Falta um debate alargado sobre a Eutanásia
«Na próxima terça-feira, a Assembleia da República discute e vota na generalidade os quatro projetos de lei (PAN, BE, PS e PEV) para despenalizar e regular a morte medicamente assistida. Nestes últimos meses, partidos, responsáveis da saúde e alguns movimentos da sociedade civil foram tomando posição. Infelizmente, não houve um debate alargado, nem integrador dos diferentes pontos de vista. Agora, serão os deputados a decidir por todos, sendo esse voto depois confirmado, ou não, pelo presidente da República. A pergunta fundamental continua em aberto: quem pode decidir o fim da nossa vida?

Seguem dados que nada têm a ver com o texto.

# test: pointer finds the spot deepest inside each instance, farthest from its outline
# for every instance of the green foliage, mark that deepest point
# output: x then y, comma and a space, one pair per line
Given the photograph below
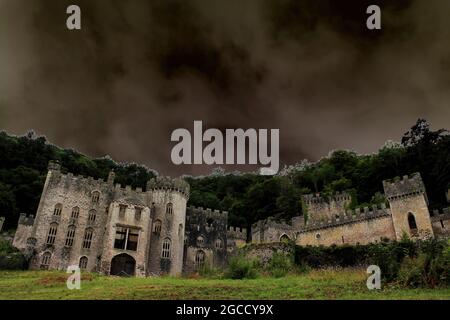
240, 267
11, 258
280, 265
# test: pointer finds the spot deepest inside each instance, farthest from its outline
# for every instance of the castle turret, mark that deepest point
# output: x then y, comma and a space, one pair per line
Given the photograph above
409, 206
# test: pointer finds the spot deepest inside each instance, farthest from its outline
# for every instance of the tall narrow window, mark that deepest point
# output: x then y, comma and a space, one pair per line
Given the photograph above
126, 238
83, 263
200, 241
87, 238
169, 208
157, 226
92, 215
412, 222
51, 235
95, 197
122, 209
199, 259
137, 213
165, 253
219, 244
46, 260
57, 210
75, 213
70, 236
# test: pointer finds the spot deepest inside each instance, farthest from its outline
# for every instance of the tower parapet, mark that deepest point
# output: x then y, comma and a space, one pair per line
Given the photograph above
405, 187
167, 183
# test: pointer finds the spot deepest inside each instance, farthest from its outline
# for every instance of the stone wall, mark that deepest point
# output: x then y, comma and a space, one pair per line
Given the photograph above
364, 231
323, 208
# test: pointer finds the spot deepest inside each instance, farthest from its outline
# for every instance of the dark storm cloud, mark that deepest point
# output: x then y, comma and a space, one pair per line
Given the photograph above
140, 69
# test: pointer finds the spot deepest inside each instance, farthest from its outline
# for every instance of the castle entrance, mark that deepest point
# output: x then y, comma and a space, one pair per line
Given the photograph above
123, 265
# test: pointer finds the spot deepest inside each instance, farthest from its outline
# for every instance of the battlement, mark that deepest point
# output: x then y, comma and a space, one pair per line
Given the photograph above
26, 220
237, 233
208, 213
440, 213
318, 198
350, 216
406, 186
167, 183
270, 223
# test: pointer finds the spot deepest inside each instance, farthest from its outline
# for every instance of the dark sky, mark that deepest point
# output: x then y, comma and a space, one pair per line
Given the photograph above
140, 69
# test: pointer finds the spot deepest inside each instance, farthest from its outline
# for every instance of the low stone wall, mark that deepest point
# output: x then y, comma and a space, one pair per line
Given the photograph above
264, 251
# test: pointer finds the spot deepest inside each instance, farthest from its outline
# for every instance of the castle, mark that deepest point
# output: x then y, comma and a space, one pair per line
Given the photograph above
101, 226
105, 228
328, 220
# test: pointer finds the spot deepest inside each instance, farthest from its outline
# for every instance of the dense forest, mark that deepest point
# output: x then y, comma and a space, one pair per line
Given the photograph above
247, 196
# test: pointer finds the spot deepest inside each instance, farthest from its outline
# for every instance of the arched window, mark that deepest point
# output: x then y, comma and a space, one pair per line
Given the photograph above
95, 197
199, 259
200, 241
284, 238
57, 210
75, 213
219, 244
412, 222
70, 236
92, 215
169, 208
46, 260
88, 234
165, 253
83, 263
51, 236
157, 226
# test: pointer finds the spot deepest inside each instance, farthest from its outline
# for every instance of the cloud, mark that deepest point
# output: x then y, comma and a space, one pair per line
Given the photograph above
140, 69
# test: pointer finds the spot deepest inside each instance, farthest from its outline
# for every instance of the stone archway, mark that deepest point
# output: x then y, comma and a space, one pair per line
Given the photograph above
123, 265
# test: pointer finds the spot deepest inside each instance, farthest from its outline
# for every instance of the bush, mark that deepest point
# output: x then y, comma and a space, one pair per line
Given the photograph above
279, 265
240, 267
10, 257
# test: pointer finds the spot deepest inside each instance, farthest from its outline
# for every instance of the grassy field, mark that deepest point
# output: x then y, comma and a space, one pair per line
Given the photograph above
319, 284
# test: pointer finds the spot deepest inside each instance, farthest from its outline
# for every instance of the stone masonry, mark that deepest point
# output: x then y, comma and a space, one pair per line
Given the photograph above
106, 228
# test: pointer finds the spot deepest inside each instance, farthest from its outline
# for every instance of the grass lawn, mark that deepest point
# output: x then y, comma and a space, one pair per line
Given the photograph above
318, 284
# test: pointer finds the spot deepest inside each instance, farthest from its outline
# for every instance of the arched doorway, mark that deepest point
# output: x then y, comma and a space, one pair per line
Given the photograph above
123, 265
284, 238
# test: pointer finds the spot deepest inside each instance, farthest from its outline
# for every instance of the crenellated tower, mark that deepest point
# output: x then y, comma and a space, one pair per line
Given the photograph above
409, 206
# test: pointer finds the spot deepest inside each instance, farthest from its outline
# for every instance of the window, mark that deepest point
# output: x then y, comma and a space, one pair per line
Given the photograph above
92, 215
51, 236
169, 208
46, 260
122, 209
137, 213
199, 259
57, 210
219, 244
412, 222
70, 236
83, 263
165, 253
75, 213
126, 238
87, 238
200, 241
95, 197
157, 226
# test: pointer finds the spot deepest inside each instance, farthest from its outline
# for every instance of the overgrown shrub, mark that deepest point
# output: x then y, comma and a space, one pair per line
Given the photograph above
11, 258
279, 265
240, 267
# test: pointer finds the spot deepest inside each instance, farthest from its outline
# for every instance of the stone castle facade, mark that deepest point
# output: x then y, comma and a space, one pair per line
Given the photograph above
329, 221
105, 228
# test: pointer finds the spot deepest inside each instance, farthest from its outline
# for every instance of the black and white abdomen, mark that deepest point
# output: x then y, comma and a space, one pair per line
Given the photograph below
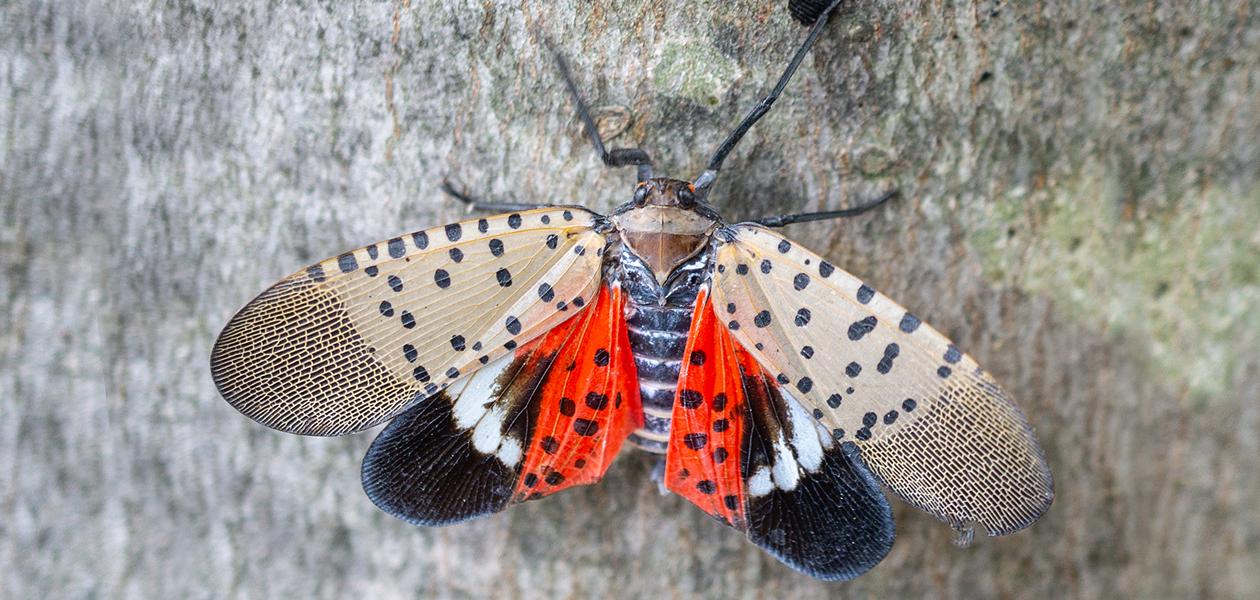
658, 319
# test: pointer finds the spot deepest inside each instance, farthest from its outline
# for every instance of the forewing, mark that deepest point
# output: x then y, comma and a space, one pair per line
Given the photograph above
747, 453
347, 343
935, 427
548, 416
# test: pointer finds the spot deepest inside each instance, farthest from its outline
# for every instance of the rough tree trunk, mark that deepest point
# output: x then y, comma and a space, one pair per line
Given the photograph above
1080, 212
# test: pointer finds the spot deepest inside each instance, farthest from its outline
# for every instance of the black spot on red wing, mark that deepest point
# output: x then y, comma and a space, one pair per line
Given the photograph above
803, 317
909, 323
396, 247
420, 373
696, 441
504, 277
596, 401
691, 398
454, 231
720, 401
800, 281
858, 329
347, 262
864, 294
585, 426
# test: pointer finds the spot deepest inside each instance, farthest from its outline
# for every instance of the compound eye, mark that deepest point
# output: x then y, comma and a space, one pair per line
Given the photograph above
687, 198
640, 196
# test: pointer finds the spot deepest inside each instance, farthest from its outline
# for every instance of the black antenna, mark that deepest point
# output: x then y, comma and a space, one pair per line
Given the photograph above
706, 180
618, 156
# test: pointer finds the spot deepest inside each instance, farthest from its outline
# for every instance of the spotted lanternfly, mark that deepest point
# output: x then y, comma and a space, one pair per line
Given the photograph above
514, 354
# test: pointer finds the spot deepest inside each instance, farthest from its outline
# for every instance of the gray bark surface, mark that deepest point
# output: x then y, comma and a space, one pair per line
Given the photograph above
1080, 212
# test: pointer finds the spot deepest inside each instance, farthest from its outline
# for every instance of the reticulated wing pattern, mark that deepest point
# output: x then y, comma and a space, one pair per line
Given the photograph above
349, 342
935, 427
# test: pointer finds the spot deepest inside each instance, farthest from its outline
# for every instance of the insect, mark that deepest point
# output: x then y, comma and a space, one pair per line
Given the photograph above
512, 356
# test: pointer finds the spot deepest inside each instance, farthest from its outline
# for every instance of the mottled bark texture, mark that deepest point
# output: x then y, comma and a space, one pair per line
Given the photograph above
1080, 212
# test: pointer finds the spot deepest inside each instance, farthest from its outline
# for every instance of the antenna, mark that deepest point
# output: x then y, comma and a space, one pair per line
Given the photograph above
706, 180
618, 156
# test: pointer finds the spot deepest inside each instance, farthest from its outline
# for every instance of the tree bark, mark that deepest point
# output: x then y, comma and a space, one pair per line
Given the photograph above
1079, 211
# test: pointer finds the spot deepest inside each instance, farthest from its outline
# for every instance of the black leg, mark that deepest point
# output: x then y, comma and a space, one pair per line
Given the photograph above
706, 180
476, 204
618, 156
783, 219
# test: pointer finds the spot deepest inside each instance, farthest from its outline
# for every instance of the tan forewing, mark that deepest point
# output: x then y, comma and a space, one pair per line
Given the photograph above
931, 424
349, 342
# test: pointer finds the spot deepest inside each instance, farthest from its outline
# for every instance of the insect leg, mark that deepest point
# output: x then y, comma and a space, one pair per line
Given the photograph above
706, 180
783, 219
618, 156
478, 204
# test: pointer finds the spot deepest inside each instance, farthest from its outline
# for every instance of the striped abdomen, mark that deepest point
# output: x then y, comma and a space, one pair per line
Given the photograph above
658, 320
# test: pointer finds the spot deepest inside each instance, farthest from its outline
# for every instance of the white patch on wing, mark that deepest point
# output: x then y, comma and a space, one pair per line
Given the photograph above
785, 470
804, 435
473, 392
509, 451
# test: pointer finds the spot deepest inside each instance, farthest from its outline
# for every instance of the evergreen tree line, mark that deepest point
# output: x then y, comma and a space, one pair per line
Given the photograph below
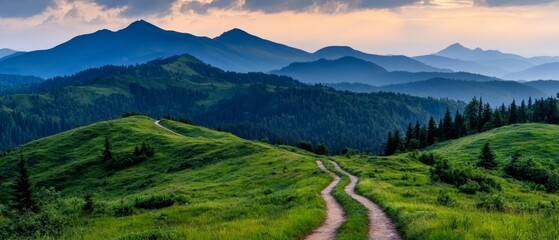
477, 117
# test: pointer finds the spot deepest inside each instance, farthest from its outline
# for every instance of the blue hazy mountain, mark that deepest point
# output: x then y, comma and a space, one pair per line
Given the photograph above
234, 50
390, 63
141, 41
488, 58
460, 65
548, 71
549, 87
354, 70
493, 92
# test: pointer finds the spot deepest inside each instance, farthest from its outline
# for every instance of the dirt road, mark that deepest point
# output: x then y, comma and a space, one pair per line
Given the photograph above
335, 215
380, 226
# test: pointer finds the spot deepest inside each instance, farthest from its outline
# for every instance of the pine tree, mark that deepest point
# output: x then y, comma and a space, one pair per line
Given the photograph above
487, 158
448, 132
470, 115
398, 144
107, 151
417, 131
23, 200
459, 126
522, 113
409, 135
431, 131
513, 117
389, 148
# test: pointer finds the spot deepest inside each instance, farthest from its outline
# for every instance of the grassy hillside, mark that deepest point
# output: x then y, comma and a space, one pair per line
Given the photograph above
223, 187
252, 105
538, 141
425, 209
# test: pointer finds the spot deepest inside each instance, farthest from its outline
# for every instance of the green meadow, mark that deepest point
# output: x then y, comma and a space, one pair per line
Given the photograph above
203, 185
426, 209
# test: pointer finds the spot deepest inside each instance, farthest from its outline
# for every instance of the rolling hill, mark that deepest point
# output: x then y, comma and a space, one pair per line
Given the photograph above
530, 140
424, 208
493, 92
201, 185
253, 105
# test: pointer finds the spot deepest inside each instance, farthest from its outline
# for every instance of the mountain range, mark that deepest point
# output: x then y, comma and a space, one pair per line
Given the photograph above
493, 63
234, 50
354, 70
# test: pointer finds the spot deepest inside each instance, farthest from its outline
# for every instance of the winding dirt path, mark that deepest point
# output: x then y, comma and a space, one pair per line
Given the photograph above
380, 226
335, 215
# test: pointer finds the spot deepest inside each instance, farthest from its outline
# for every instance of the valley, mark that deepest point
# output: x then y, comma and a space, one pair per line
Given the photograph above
202, 128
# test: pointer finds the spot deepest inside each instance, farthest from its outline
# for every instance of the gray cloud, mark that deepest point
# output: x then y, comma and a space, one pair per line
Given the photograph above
23, 8
330, 6
503, 3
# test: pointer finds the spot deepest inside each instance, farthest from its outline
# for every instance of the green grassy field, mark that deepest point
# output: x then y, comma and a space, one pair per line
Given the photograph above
228, 188
423, 209
356, 225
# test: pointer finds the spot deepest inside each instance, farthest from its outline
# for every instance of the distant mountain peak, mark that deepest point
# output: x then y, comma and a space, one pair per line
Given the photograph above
236, 34
141, 25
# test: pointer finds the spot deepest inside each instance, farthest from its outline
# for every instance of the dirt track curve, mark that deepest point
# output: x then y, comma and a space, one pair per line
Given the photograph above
335, 215
380, 226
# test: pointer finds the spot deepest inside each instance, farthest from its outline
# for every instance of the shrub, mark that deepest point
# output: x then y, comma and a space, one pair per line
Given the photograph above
445, 199
307, 146
426, 158
88, 203
470, 187
493, 202
150, 235
122, 210
464, 177
154, 202
527, 170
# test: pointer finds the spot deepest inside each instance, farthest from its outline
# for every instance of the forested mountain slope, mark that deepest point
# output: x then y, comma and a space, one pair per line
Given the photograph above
253, 105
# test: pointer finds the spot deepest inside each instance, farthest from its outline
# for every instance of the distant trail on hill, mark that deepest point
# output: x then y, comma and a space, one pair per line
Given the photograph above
335, 215
380, 226
157, 123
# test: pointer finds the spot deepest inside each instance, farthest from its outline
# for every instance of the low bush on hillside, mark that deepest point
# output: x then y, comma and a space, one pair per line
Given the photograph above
123, 209
493, 202
157, 201
150, 235
466, 179
52, 217
532, 171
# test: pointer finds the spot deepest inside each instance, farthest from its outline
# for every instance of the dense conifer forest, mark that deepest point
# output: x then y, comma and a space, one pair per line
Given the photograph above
257, 106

Numa primeira abordagem, parecerá imbatível o argumento de que cada um tem o direito de querer morrer com dignidade, nomeadamente em situações de doença ou lesão incuráveis que provoquem um sofrimento intenso. A vida humana é inviolável, mas nunca poderá ser irrenunciável quando perspetivada à luz dos direitos e das liberdades que nos assistem. Assim apresentada, a eutanásia facilmente reunirá consenso. Acontece que há várias modulações a ter em conta.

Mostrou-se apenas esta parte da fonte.